Prof: feedback… What kind of tally sheet? What are you tallying?
Validity, and Reliability
Validity it is the first measure of quality in a quantitative study. It is defined as the extent to which a concept is accurately measure in a quantitative study (Heale & Twycross, 2015).
In this study validity refers to the assumption that the findings obtained regarding CAUTI incidences would measure the rate of the phenomenon in question. The gather evidence-based data would first be screened and analyzed under directive of the Center of Disease Control (CDC). Reliability refers to as the accuracy of an instrument (Heale & Twycross, 2015). Reliability testing examines the amount of measurement error in the instrument being used in a study (Gray et al., 2016).
The scale use in this study would be a ratio scale. This scale will model the chance of an outcome based on individual characteristics (Sperandei, 2014). Ratio scale provides a detailed information regarding researcher’s statistical calculation tendency such as mean, median, mode, and coefficient of variation (Manikandan, 2011).
Prof: feedback… more info
Prof: feedback… Need more information
Intervention
The intervention of catheter-associated infections depends on several technical aspects, such as how well it is used, the indication to use it, and when it is removed. Most intervention approaches are by removing the catheter as soon as possible after surgery. According to Andrade & Fernandes (2016), the nurses should remind the doctor daily about removing urinary catheters from people who stayed for more than three days with indwelling catheters. Also, the doctor can use the designed protocol by assigning a nursing team to assess daily if the patient still requires the catheter. So,
Prof: feedback… what is the specific intervention in your project?
Data Collection 
The data collection process is an essential part of any research study, such data can be obtained from either a primary or secondary source.

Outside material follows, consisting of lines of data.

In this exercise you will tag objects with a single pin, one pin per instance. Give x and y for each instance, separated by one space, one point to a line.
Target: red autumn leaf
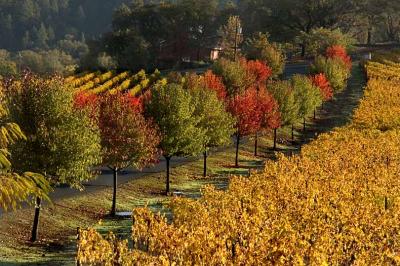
258 71
323 84
337 51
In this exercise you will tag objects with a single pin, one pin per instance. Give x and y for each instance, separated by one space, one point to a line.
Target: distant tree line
135 34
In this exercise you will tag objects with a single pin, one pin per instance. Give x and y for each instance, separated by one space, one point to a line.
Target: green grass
58 223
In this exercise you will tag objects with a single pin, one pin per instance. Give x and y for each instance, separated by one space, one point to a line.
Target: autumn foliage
215 83
258 71
338 51
323 84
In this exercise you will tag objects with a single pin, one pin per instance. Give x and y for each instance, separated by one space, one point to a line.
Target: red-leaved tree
127 138
258 73
215 83
338 51
324 86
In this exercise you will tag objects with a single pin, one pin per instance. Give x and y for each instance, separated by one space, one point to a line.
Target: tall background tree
15 187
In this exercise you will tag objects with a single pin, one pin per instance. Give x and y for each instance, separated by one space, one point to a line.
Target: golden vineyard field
112 82
337 202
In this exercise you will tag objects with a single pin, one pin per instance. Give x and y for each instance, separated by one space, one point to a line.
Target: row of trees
67 133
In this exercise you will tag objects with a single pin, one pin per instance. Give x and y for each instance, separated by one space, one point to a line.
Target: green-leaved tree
61 141
171 108
217 124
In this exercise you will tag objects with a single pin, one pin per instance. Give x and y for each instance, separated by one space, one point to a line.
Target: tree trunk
115 184
292 133
205 163
303 50
167 159
256 144
369 37
237 150
36 219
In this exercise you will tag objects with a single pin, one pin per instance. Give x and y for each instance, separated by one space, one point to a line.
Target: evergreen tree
308 96
215 121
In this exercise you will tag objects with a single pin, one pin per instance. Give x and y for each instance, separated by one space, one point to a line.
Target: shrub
337 51
324 86
318 40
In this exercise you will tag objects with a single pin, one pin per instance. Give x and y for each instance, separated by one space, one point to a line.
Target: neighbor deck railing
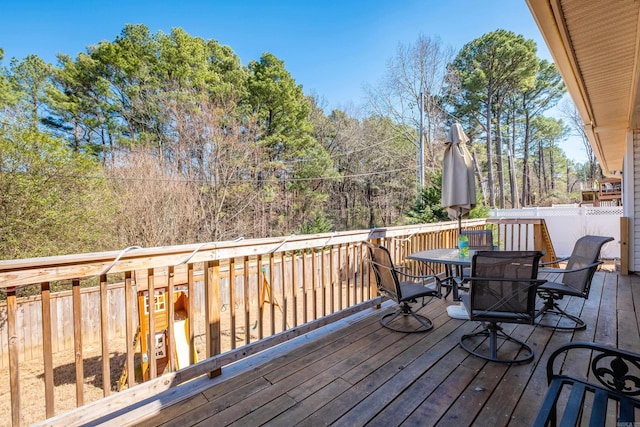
244 296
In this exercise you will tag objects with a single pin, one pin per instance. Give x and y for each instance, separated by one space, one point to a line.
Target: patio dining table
454 263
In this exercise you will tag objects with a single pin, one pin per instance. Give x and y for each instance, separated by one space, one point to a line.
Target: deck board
368 375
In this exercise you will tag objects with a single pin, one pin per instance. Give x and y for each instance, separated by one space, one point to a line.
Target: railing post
14 362
47 349
77 341
104 335
212 311
128 306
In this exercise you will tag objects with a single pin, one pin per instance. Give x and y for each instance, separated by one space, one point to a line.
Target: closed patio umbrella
458 188
458 182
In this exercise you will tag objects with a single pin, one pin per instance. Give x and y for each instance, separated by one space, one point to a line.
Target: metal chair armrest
554 261
562 270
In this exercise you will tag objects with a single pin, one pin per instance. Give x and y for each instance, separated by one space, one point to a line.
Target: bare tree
415 76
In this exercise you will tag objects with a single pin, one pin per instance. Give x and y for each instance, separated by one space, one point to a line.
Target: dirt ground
32 393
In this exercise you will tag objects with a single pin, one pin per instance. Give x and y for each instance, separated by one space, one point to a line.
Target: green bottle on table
463 245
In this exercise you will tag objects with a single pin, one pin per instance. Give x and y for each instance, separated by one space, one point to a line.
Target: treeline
161 139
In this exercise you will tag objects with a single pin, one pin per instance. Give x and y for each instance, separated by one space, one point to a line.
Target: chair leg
552 308
405 311
492 332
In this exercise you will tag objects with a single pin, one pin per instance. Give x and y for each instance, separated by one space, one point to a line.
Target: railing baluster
323 279
151 344
128 304
272 309
173 365
247 305
305 288
232 301
191 315
212 311
104 336
294 287
77 341
314 281
285 308
14 355
47 349
261 297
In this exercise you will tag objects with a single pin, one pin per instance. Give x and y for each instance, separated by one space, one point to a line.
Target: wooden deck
365 374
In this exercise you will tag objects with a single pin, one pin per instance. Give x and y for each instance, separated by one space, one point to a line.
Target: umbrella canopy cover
458 182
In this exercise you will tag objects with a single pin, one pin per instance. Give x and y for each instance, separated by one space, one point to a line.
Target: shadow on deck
359 373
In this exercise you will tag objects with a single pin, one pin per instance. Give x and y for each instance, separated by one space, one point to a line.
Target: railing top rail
24 272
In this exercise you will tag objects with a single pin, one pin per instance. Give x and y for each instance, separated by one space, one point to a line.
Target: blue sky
332 48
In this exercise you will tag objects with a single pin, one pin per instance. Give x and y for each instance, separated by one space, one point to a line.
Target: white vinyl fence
567 223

A data collection plan in quantitative research is the researcher’s plan for obtaining the output of various instruments, surveys, and measurements, including demographics (Gray et al., 2016). In this study, data will be collected without compromising any patient data and without violating patient’s privacy, from reliable and credible sources such as the National Guidelines Clearinghouse (NGC), National Healthcare Safety Network (NHSN),  and Medline. This data will be acquired  maintaining subjects confidentiality, followed by data scrubbing to extract only cases of immediate de-catheterization post surgery and CAUTI cases with urinary de-catheterization 48 hours post-surgery.
Prof: feedback… This is not clear
References
Abiodun, K. O. (2018). Catheter-Associated Urinary Tract Infection in New York and North Carolina (Doctoral dissertation, Walden University).

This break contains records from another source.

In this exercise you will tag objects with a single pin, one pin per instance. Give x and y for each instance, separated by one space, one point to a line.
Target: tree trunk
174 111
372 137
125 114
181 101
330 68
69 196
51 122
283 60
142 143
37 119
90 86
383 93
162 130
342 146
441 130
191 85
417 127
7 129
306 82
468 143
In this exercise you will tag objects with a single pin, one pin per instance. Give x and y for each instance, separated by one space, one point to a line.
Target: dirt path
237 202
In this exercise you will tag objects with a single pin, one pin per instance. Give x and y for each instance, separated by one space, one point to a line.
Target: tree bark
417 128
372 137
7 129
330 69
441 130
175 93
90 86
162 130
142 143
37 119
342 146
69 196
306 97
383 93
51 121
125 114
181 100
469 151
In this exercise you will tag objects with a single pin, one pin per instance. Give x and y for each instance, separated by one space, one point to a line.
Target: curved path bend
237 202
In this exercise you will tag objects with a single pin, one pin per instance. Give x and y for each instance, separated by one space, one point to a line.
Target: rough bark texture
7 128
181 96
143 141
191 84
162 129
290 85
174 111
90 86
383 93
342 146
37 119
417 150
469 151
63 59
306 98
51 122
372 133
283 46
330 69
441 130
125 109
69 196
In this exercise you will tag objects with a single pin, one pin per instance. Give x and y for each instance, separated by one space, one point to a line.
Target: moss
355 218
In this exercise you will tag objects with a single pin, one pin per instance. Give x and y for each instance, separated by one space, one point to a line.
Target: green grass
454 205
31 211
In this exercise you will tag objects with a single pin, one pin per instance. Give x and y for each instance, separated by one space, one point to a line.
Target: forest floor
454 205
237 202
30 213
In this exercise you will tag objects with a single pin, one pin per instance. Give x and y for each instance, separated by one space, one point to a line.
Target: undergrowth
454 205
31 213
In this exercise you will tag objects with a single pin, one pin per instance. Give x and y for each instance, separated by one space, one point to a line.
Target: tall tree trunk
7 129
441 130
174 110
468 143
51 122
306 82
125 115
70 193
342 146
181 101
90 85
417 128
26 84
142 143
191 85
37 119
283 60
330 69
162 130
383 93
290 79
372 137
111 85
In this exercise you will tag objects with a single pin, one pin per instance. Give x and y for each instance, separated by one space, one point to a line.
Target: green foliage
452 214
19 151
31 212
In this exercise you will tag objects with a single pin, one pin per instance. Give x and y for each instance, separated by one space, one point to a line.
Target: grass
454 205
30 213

Andrade, V. L. F., & Fernandes, F. A. V. (2016). Prevention of catheter-associated urinary tract infection: implementation strategies of international guidelines1. Revista latino-americana de enfermagem, 24.
Bujang, M. A., Sa’at, N., Sidik, T., & Joo, L. C. (2018). Sample Size Guidelines for Logistic Regression from Observational Studies with Large Population: Emphasis on the Accuracy Between Statistics and Parameters Based on Real Life Clinical Data. The Malaysian journal of medical sciences : MJMS, 25(4), 122–130.
Gray, J. R., Grove, S. K., & Sutherland, S. (2016). Burns and Grove’s The Practice of Nursing Research: Appraisal, Synthesis, and Generation of Evidence (8th ed.). Elsevier – Health Sciences Division.